Unfortunately, teaching kids to embrace the unknown while maintaining their mental balance is far more difficult than teaching them an equation in physics or the causes of the First World War. You cannot learn resilience by reading a book or listening to a lecture. Teachers themselves usually lack the mental flexibility that the 21st century demands since they themselves are the product of the old educational system.

…So the best advice I can give a 15-year-old stuck in an outdated school somewhere in Mexico, India, or Alabama is: don’t rely on the adults too much. Most of them mean well, but they just don’t understand the world. In the past, it was a relatively safe bet to follow the adults, because they knew the world quite well, and the world changed slowly. But the 21st century is going to be different. Because of the increasing pace of change, you can never be certain whether what the adults are telling you is timeless wisdom or outdated bias.

My advice to 15-year-olds is to treat what I have to say as timeless wisdom, even though I am at an age where I probably lack mental flexibility and what I write may come across as outdated bias.

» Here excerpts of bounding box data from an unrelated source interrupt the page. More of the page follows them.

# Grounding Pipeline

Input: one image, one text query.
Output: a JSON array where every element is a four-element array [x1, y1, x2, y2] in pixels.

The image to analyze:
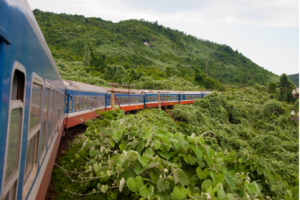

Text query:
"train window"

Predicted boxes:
[[0, 62, 26, 200], [23, 73, 43, 196], [11, 70, 25, 101], [69, 96, 73, 112], [90, 96, 94, 108], [40, 88, 50, 163], [84, 96, 88, 109], [80, 95, 83, 110], [56, 92, 61, 121], [76, 95, 80, 111], [29, 83, 42, 131], [47, 90, 54, 145]]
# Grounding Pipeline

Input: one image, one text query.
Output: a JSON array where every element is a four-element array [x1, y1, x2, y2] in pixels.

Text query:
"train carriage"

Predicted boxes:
[[142, 90, 180, 108], [180, 91, 204, 104], [104, 87, 144, 111], [0, 0, 216, 200], [0, 0, 65, 200], [64, 80, 106, 129]]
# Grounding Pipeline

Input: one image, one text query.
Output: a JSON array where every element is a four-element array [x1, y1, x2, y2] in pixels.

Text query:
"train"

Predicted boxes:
[[63, 80, 211, 129], [0, 0, 210, 200]]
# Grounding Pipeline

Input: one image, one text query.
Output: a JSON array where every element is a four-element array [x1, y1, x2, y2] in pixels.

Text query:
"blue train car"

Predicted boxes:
[[0, 0, 65, 200], [104, 88, 144, 111], [64, 80, 106, 129]]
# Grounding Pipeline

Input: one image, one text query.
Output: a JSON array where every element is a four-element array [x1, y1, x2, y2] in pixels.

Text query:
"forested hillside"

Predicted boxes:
[[52, 87, 299, 200], [288, 73, 299, 87], [34, 10, 278, 88]]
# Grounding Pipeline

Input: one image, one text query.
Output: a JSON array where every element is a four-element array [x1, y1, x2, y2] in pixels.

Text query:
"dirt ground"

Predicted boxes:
[[45, 125, 87, 200]]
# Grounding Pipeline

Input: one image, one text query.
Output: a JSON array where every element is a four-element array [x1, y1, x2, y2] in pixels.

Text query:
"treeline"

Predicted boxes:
[[33, 10, 278, 90]]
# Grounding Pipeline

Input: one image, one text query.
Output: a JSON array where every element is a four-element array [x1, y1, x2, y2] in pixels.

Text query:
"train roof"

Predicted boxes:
[[139, 90, 179, 94], [103, 87, 142, 95], [179, 91, 212, 94], [63, 79, 106, 93]]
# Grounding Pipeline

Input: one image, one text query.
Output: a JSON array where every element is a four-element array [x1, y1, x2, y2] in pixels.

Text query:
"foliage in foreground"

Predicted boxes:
[[33, 9, 278, 86], [172, 88, 299, 185], [54, 110, 298, 200]]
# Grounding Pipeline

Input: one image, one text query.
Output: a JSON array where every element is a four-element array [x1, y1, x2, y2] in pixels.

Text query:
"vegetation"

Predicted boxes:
[[278, 74, 296, 102], [34, 10, 278, 90], [53, 88, 299, 200], [288, 73, 299, 87]]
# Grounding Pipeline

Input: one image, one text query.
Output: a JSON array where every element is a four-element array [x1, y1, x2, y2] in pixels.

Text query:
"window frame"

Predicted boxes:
[[38, 81, 51, 165], [0, 61, 26, 199], [22, 72, 44, 198]]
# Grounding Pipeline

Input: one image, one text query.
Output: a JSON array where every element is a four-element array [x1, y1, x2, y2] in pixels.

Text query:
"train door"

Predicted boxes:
[[0, 62, 26, 200]]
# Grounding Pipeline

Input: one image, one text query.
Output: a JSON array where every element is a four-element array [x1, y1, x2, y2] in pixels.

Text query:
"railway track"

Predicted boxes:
[[45, 124, 87, 200]]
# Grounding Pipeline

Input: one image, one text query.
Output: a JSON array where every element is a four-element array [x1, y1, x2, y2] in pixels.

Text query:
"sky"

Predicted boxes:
[[28, 0, 299, 75]]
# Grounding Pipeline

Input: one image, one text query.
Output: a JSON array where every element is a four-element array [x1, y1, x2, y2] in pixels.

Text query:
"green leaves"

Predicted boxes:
[[157, 178, 170, 192], [112, 130, 123, 142], [217, 189, 225, 199], [196, 167, 208, 180], [171, 186, 186, 200], [126, 176, 144, 193], [138, 154, 152, 167], [244, 183, 256, 194], [224, 172, 235, 191], [139, 185, 151, 198], [190, 145, 202, 159], [172, 169, 190, 186], [201, 179, 213, 192], [53, 110, 296, 200], [119, 178, 125, 192]]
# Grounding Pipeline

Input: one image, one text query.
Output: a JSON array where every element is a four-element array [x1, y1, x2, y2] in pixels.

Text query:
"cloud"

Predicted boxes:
[[67, 0, 299, 27]]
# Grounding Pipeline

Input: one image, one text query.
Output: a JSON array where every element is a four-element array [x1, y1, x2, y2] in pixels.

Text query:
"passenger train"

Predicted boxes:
[[0, 0, 209, 200]]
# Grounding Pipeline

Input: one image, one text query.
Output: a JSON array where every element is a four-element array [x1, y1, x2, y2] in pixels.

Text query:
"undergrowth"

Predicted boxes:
[[172, 88, 299, 185], [53, 88, 298, 200]]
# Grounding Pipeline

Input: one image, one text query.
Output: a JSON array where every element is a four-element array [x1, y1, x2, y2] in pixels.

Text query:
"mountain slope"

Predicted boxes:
[[34, 10, 278, 85], [288, 73, 299, 87]]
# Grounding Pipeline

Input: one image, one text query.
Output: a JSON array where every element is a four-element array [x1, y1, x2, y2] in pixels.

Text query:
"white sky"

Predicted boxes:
[[28, 0, 299, 75]]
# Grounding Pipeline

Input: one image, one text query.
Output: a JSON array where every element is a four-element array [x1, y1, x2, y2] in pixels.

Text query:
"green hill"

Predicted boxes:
[[33, 10, 278, 88], [288, 73, 299, 87]]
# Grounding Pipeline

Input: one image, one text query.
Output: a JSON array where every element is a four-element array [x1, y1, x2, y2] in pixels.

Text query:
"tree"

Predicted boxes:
[[268, 82, 277, 93], [278, 74, 296, 102], [166, 66, 171, 78], [83, 42, 106, 70]]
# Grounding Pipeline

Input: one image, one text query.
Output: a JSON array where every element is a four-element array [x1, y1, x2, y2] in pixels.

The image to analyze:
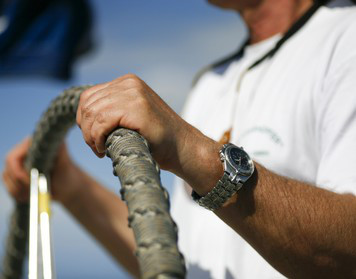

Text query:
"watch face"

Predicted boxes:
[[230, 147, 253, 175]]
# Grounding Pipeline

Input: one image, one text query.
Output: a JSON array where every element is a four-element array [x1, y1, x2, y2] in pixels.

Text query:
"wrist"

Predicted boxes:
[[175, 126, 224, 196]]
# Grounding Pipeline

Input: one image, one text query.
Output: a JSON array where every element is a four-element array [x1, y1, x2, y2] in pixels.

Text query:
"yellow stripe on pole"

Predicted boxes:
[[38, 193, 51, 216]]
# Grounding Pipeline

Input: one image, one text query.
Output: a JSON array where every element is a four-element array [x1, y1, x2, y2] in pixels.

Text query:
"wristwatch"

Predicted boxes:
[[192, 143, 255, 211]]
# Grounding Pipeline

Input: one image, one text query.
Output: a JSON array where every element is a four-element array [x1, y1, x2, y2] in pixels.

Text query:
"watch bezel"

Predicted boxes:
[[224, 144, 254, 178]]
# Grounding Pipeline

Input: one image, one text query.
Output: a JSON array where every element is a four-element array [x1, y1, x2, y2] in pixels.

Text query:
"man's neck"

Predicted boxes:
[[240, 0, 313, 44]]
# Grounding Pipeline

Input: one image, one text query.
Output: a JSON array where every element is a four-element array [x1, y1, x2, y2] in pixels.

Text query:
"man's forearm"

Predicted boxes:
[[62, 166, 139, 277], [181, 135, 356, 278], [216, 164, 356, 278]]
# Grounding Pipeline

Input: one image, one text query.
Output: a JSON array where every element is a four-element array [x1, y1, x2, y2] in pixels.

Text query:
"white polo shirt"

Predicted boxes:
[[172, 0, 356, 279]]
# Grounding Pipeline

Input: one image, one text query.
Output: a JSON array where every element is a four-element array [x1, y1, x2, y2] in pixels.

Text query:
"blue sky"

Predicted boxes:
[[0, 0, 245, 278]]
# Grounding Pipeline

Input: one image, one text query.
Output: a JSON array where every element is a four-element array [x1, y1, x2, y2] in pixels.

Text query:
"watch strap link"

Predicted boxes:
[[192, 172, 242, 211]]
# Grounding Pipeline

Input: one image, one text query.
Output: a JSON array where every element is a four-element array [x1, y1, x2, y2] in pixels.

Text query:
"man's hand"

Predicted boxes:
[[77, 75, 222, 194], [3, 138, 80, 206], [77, 75, 189, 173]]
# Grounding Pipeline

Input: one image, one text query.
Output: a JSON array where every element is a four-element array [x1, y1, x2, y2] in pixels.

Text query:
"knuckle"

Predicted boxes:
[[82, 105, 95, 118], [95, 111, 106, 124]]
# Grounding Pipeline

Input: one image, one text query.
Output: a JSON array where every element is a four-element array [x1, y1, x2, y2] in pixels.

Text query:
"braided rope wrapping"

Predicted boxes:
[[1, 86, 185, 279]]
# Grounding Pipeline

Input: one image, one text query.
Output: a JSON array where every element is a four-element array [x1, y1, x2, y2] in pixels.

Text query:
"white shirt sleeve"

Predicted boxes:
[[316, 20, 356, 194]]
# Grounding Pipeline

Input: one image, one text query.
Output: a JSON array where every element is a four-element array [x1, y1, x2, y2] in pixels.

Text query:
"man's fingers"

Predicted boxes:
[[90, 109, 123, 153], [3, 171, 29, 202], [76, 82, 110, 127]]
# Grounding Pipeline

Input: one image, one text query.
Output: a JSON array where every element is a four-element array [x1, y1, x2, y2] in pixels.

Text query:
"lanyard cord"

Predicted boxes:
[[246, 0, 328, 71], [192, 0, 330, 86], [217, 0, 329, 144]]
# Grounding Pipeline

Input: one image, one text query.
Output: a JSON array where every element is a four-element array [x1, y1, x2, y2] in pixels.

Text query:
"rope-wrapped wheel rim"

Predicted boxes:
[[2, 86, 185, 279]]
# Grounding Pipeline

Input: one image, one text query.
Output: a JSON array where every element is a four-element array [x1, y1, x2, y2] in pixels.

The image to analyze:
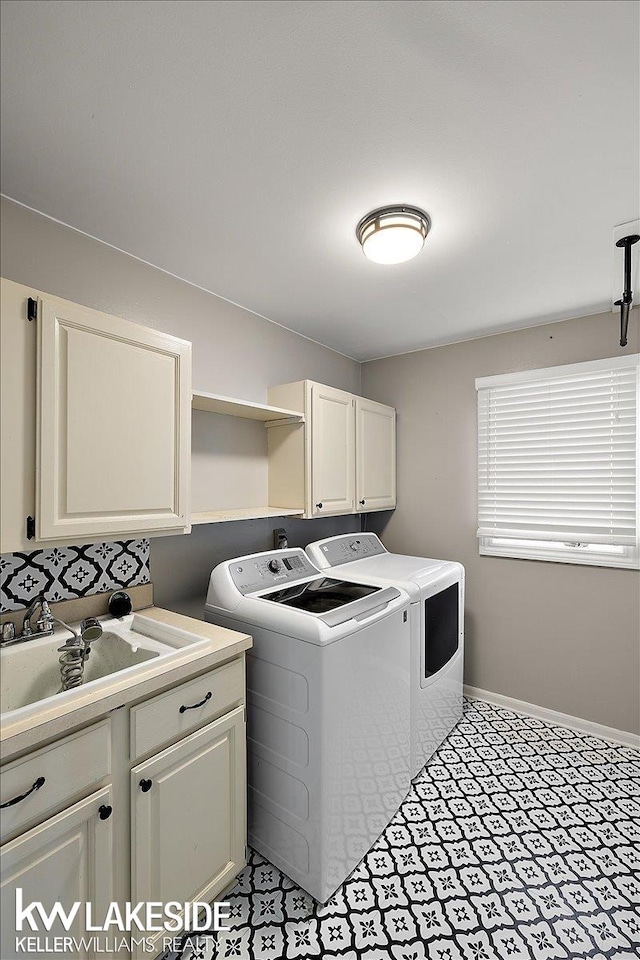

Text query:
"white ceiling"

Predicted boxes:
[[2, 0, 640, 359]]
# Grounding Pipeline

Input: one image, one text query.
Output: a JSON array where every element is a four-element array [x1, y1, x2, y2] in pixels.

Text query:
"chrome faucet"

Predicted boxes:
[[0, 594, 54, 647]]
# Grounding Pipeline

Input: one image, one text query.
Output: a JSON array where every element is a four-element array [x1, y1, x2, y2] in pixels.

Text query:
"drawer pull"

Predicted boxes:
[[180, 690, 213, 713], [0, 777, 44, 810]]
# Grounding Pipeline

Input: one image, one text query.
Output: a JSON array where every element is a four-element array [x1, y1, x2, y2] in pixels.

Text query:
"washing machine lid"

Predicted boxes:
[[256, 577, 400, 626], [262, 577, 382, 613], [307, 533, 452, 599]]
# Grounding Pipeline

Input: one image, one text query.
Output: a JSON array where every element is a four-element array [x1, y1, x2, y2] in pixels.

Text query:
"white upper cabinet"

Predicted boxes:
[[355, 397, 396, 513], [268, 380, 396, 517], [308, 383, 355, 517], [2, 281, 191, 551]]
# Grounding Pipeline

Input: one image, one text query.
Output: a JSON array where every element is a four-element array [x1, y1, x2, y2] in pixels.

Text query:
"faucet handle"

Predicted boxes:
[[36, 594, 54, 633]]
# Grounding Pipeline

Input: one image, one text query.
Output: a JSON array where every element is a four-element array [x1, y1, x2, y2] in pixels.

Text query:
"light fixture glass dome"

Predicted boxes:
[[356, 205, 431, 263]]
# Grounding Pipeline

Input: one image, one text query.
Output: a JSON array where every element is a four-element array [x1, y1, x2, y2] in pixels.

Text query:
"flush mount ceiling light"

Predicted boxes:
[[356, 204, 431, 263]]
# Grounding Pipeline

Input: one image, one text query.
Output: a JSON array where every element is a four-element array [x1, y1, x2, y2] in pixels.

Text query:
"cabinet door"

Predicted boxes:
[[36, 298, 191, 543], [0, 787, 113, 960], [307, 383, 355, 517], [356, 397, 396, 513], [131, 707, 246, 956]]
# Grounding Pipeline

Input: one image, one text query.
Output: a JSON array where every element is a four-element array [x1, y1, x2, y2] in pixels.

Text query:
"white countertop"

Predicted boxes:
[[0, 607, 253, 761]]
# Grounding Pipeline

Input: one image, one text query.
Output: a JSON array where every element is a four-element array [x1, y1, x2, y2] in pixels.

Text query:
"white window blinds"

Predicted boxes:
[[476, 354, 640, 546]]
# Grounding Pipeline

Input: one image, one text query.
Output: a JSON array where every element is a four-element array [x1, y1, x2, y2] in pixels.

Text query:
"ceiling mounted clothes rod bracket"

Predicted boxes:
[[615, 233, 640, 347]]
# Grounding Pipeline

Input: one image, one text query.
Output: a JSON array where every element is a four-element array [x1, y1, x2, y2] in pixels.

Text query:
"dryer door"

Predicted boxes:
[[422, 583, 460, 685]]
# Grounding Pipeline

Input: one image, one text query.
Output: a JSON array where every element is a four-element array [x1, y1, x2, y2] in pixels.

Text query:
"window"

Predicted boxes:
[[476, 354, 640, 568]]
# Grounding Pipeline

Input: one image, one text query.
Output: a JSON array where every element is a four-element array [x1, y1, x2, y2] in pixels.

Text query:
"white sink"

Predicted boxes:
[[0, 614, 208, 726]]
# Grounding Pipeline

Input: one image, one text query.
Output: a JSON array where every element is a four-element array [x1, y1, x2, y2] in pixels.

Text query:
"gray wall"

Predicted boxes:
[[1, 200, 360, 611], [362, 309, 640, 732]]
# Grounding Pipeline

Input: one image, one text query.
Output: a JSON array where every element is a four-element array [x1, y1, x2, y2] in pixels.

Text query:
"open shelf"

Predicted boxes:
[[191, 390, 304, 423], [191, 507, 304, 525]]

Another elderly person with timeless wisdom is Peggy Noonan, who writes,

Avoid elite universities if you can; they’re too often indoctrination mills anyway. Aim at smaller, second-tier colleges, places of low-key harmony, religiously affiliated when possible—and get a real education. Every school has a library. Every library has books. That’s what you need.

If you missed her piece, entitled “Kids, Don’t Become Success Robots,” be sure to read it.